Amr: “Peki, Onun halife olmasını nasıl karşılarsın? Şu Kureyşin ileri gelenlerinden biri olarak biliniyor ve sen de bunu biliyorsun. Eğer Müslümanların: “Onun islamda her hangi bir önceliği yoktur.” demelerinden korkuyorsan sen de şöyle dersin: “Ben Onu halife Osmanın mazlum olarak öldürülmesine sahip çıktığı, Onun velisi olduğu, kanını güzel bir şekilde talep ettiği için benimsiyorum. Ayrıca O Resulallahın hanımı Ümmü Habibenin kardeşidir ve Resulallaha katiplik yapmış bir sahabidir. Bunun yanında Resulallah Onun bir gün bir hükümranlığa sahip olacağını da haber vermiştir. ”
Ebu Musa: “Ey Amr, Allahtan kork! Senin Muaviyenin şerefınden söz etmen yersizdir, çünkü böyle bir görev sırf şeref ile olabilecek bir görev değildir. Eğer bu görev bir üstün şeref ile verilmiş olsaydı bu iş Sabbahın oğlu Ebreheye havale edilirdi. Bu makam dindarlığı ve üstün faziletliliği gerektirir. Bütün bunlara rağmen eğer bu işin en üstün şerefe sahip olan bir Kureyşliye verilmesini arzu etseydim bunu Ebu Talibin oğlu Aliye verilmesini tavsiye ederdim. Ayrıca Muaviyenin Osmanın kanının velisi olduğunu iddia edip de bu görevin Ona havale edilmesi gerektiğini ileri sürmene gelince… Asla ilk muhacirleri bir tarafa itip de Onu başa getirmem mümkün değildir. Muaviyenin saltanata ve hükümranlığa sahip olacağına dair iddiana gelince; vallahi, Muaviyenin benim üzerimde en ufak bir hükümranlığı olduğu takdirde Ona kesinlikle bir emir gözüyle bakmam ve Allahın hükmünü yerine getirme konusunda da asla her hangi bir rüşvete talip olacak değilim. Ancak eğer arzu edersen Ömer bin el-Hattabın adını ihya edelim, ne dersin?”
Amr: “Peki, benim oğlum hakkında ne dersin? Sen Onun faziletini ve Allaha karşı olan salih amelini de biliyorsun.”

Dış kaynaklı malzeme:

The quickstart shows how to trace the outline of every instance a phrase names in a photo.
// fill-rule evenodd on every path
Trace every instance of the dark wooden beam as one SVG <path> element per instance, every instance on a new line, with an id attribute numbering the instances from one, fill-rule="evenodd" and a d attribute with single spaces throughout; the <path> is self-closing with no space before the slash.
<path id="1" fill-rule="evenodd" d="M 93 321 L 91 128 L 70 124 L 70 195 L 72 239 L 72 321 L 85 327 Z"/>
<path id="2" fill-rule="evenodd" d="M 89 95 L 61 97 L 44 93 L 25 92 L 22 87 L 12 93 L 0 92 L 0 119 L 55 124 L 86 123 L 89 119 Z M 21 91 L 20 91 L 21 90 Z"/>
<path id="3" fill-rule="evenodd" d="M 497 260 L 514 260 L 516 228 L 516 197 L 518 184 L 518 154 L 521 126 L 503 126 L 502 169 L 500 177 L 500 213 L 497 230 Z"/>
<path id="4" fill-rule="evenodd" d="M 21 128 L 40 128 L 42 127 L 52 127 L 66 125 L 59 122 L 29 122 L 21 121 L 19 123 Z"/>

Ebu Musa: “Senin oğlun gerçekten samimi bir insandır, fakat sen Onu kendin bu fitnenin içine soktun.”
Amr: “Bu iş ancak yiyen ve yediren bir kimseye yarar. ”
Bu gibi durumların Abdullah bin Ömerin dikkatinden kaçtığını gören Abdullah bin Zübeyr, Ona: “Ne olup bittiğini görüyor musun? Dikkat etsene!” demek gereğini görmüştü.
Ebu Musa: “Ey Asın oğlu! Araplar seni kendi yönetim işlerini hall etmek üzere görevlendirdiler. Onlar bu işe ancak birbirlerine kılıç çektikten sonra razı olmuşlardır. Sen onları tekrar fitnenin içine sokmayasın.”
Amr, Ebu Musaya öncelikle söz vermeyi bir alışkanlık haline getirmeğe çalışmış ve Ona: “Sen Resulallahın yakın sahabelerindensin ve benden de daha yaşlısın. O halde önce sen konuş” diye söyleyip durmuş ve Ebu Musa da bu yüzden hep önce konuşmağa alışmıştı. Amrın tek gayesi Aliyi bu görevden azletmek idi. Ebu Musanın kendi oğlu Abdullahı ve Muaviyeyi kabul etmediğini gören Amr, Onun teklif ettiği Ömerin oğlu Abdullahı kabul etmemiş ve Ebu Musaya şöyle demişti: “Peki, bu durumdan sonra sen ne düşünüyorsun?”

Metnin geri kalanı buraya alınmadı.